Après deux années de bras de fer autour du nouveau code minier, Bamako acte la prolongation du permis d’exploitation du complexe aurifère Loulo-Gounkoto. Un signal d’apaisement envoyé aux investisseurs internationaux.
Le gouvernement malien a approuvé un projet de décret renouvelant pour dix ans le permis d’exploitation de la mine d’or de Loulo, opérée par le groupe canadien Barrick Mining.

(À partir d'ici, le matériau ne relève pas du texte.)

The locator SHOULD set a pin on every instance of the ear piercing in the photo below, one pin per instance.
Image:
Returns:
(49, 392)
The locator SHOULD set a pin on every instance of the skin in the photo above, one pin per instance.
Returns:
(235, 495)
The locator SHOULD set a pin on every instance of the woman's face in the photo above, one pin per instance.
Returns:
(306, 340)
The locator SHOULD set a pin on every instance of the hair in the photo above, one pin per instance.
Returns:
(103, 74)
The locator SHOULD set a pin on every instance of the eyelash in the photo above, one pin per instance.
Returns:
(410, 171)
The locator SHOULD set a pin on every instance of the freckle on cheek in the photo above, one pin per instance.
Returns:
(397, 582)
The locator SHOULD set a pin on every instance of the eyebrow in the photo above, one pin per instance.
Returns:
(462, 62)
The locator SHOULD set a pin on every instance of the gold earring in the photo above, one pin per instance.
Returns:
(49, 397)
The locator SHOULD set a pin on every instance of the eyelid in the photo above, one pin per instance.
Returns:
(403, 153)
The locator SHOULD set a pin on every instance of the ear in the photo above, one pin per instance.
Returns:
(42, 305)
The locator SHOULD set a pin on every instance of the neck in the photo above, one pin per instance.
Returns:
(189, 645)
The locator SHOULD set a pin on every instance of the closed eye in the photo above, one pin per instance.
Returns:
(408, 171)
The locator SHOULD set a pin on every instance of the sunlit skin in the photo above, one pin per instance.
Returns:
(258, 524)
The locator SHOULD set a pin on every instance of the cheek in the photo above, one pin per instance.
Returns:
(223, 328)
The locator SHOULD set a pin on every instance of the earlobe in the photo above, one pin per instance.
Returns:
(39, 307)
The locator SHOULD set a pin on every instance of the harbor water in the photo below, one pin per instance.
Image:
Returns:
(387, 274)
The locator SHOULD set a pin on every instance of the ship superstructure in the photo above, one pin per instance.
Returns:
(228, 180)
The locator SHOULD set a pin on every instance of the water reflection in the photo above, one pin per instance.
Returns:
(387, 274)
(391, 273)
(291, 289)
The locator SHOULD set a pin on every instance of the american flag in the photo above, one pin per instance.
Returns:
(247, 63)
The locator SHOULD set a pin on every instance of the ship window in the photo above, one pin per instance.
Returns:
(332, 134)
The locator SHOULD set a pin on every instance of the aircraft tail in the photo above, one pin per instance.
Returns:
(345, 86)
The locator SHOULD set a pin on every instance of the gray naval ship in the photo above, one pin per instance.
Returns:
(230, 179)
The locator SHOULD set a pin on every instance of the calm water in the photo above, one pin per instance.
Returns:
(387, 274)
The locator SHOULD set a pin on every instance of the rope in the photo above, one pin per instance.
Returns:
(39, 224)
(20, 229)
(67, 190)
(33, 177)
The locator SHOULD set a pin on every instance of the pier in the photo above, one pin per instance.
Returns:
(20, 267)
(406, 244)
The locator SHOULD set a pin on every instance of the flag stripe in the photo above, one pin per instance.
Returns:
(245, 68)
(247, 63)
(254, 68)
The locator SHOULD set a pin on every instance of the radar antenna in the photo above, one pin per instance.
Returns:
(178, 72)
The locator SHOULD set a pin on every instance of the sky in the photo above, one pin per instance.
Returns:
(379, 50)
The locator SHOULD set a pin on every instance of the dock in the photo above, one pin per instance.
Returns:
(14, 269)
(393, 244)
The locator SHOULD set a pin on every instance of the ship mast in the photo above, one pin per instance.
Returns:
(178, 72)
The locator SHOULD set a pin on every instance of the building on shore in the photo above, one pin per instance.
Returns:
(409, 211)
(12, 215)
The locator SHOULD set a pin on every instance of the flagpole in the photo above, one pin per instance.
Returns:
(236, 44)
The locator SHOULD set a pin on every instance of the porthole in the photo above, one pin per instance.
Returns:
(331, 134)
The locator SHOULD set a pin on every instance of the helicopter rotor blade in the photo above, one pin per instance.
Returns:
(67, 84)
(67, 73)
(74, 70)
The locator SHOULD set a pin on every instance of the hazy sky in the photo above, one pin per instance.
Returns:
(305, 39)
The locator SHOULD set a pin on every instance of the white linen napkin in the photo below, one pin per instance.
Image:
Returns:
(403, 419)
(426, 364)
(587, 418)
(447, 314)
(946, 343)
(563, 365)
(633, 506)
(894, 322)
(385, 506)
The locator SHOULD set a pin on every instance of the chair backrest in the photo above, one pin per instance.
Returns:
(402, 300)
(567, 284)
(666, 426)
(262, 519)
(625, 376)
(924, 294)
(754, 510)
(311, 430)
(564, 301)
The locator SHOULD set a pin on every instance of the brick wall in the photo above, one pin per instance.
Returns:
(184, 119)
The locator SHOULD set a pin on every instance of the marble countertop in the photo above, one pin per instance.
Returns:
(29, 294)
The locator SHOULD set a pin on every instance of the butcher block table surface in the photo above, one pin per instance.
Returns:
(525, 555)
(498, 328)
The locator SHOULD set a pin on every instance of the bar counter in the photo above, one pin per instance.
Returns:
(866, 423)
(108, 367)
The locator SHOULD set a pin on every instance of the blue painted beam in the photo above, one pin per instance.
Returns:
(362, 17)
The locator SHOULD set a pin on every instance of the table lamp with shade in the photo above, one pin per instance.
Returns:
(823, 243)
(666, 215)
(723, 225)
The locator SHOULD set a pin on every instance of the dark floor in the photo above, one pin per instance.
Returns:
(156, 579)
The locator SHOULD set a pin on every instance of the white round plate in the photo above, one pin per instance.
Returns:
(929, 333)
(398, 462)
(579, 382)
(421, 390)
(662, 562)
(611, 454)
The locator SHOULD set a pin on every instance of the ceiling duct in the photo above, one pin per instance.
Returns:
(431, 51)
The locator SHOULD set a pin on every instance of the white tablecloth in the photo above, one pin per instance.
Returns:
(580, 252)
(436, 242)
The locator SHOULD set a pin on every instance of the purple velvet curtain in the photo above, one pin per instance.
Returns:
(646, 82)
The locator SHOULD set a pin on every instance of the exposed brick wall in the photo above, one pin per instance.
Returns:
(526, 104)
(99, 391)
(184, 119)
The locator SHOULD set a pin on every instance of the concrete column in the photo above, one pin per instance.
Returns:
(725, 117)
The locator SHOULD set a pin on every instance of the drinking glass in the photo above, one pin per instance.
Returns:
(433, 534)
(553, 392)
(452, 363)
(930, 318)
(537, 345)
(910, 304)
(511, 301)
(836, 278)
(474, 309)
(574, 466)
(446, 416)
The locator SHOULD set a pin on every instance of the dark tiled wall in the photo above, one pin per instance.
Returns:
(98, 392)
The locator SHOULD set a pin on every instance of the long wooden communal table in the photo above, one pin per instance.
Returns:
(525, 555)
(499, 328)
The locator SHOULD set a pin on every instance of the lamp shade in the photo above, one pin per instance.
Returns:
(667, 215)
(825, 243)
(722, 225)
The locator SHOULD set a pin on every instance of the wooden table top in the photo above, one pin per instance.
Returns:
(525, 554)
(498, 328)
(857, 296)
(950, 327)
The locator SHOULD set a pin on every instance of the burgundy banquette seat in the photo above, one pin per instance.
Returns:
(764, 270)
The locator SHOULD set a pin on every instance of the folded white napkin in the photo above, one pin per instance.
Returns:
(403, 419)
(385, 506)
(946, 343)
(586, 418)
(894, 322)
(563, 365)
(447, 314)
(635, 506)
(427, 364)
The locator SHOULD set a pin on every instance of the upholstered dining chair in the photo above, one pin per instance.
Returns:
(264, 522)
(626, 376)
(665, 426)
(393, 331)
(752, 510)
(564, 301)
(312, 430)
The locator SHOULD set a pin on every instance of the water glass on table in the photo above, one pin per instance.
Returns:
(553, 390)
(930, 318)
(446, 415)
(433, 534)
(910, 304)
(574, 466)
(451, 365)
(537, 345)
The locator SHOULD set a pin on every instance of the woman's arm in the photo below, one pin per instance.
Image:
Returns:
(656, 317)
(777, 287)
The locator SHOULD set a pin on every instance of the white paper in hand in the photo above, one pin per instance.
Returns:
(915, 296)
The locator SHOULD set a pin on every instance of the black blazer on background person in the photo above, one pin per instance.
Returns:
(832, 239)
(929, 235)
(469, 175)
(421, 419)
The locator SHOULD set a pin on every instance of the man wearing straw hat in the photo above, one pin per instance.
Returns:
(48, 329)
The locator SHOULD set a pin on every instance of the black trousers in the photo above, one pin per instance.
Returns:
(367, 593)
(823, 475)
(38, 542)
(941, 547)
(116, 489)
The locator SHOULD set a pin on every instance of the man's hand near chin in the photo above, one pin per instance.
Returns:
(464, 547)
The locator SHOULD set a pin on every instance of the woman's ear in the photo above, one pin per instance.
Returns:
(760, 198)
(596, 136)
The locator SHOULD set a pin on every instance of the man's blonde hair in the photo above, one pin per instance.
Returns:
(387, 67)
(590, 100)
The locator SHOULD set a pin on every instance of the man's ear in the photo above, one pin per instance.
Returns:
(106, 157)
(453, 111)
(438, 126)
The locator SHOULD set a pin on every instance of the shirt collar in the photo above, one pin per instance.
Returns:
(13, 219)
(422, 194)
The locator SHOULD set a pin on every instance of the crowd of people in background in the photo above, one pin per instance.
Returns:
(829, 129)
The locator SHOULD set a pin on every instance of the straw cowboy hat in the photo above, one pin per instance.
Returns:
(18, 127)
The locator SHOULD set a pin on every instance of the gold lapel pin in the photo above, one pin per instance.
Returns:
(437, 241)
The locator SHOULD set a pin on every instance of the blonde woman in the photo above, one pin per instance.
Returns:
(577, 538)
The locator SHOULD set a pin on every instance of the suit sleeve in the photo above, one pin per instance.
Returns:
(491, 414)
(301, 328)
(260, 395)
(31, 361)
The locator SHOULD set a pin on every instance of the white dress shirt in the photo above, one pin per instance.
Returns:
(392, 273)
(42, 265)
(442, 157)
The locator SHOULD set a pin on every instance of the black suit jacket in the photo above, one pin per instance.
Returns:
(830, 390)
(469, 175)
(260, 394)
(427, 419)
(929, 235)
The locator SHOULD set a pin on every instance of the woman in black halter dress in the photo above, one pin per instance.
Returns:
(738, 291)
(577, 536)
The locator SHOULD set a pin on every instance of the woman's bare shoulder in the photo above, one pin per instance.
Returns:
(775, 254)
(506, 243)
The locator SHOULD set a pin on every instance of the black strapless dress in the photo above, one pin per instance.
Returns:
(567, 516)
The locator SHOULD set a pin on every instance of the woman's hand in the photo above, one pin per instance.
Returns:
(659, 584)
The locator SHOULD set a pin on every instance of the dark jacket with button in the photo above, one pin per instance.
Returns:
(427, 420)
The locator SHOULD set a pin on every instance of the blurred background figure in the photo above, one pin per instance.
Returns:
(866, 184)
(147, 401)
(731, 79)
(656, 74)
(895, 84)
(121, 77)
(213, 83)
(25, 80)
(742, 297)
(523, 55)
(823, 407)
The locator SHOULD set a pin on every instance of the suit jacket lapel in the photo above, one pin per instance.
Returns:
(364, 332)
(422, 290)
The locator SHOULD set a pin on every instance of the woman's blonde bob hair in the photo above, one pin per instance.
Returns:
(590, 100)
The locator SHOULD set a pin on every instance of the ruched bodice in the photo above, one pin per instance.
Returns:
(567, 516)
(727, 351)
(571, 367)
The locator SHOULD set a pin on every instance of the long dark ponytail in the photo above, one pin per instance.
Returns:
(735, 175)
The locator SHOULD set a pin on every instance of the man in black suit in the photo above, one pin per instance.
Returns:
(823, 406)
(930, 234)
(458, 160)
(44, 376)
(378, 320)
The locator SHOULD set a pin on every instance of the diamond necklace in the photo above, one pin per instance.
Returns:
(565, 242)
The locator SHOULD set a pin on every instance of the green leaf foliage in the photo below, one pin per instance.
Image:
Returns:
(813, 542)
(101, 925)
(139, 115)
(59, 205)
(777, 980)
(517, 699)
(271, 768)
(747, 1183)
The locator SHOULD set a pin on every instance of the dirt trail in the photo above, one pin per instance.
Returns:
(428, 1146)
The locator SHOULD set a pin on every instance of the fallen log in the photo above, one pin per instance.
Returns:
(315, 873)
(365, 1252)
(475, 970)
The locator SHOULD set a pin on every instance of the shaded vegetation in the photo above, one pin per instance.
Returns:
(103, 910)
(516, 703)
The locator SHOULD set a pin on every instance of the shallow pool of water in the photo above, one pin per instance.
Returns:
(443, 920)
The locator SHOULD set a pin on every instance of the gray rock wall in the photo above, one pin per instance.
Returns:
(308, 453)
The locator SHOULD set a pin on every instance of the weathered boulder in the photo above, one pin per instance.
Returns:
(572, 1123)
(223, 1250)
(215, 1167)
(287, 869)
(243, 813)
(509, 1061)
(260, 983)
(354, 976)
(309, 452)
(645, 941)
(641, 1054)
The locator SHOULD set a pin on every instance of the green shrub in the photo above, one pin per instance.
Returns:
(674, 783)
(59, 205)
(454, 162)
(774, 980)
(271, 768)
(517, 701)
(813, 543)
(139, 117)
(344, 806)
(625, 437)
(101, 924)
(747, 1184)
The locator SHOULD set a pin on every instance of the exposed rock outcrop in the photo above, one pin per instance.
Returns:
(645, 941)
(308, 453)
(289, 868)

L’annonce, faite par les autorités de transition, marque l’aboutissement d’un différend ouvert en 2023, à la suite de l’adoption d’un nouveau code minier renforçant la fiscalité et la participation de l’État dans les projets extractifs.
Le contentieux, qui portait notamment sur le partage des profits et le contrôle opérationnel du complexe Loulo-Gounkoto, avait conduit Barrick à engager une procédure d’arbitrage auprès du tribunal des différends de la Banque mondiale. Un accord conclu en novembre dernier a permis de clore le litige : le groupe a retiré son recours, tandis que Bamako a levé les poursuites visant la société et ses filiales, libéré ses employés et restitué le contrôle opérationnel du site.
Dans le cadre du renouvellement du permis, Barrick a réalisé une nouvelle étude de faisabilité. Celle-ci met en évidence des réserves économiquement exploitables permettant six années supplémentaires d’exploitation à ciel ouvert et seize ans en souterrain. La production annuelle brute est estimée à 420 920 onces.
Situé dans l’ouest du Mali, le complexe Loulo-Gounkoto constitue le premier site aurifère du pays et l’actif le plus rentable du portefeuille de Barrick. En 2024, il a généré près de 900 millions de dollars de chiffre d’affaires. Pour Bamako, la sécurisation de ce gisement stratégique consolide les recettes budgétaires dans un contexte de dépendance marquée à l’or, principal produit d’exportation du pays.
Au-delà du cas Barrick, la décision s’inscrit dans une stratégie plus large des autorités maliennes visant à rééquilibrer les termes des partenariats miniers sans compromettre l’attractivité du territoire.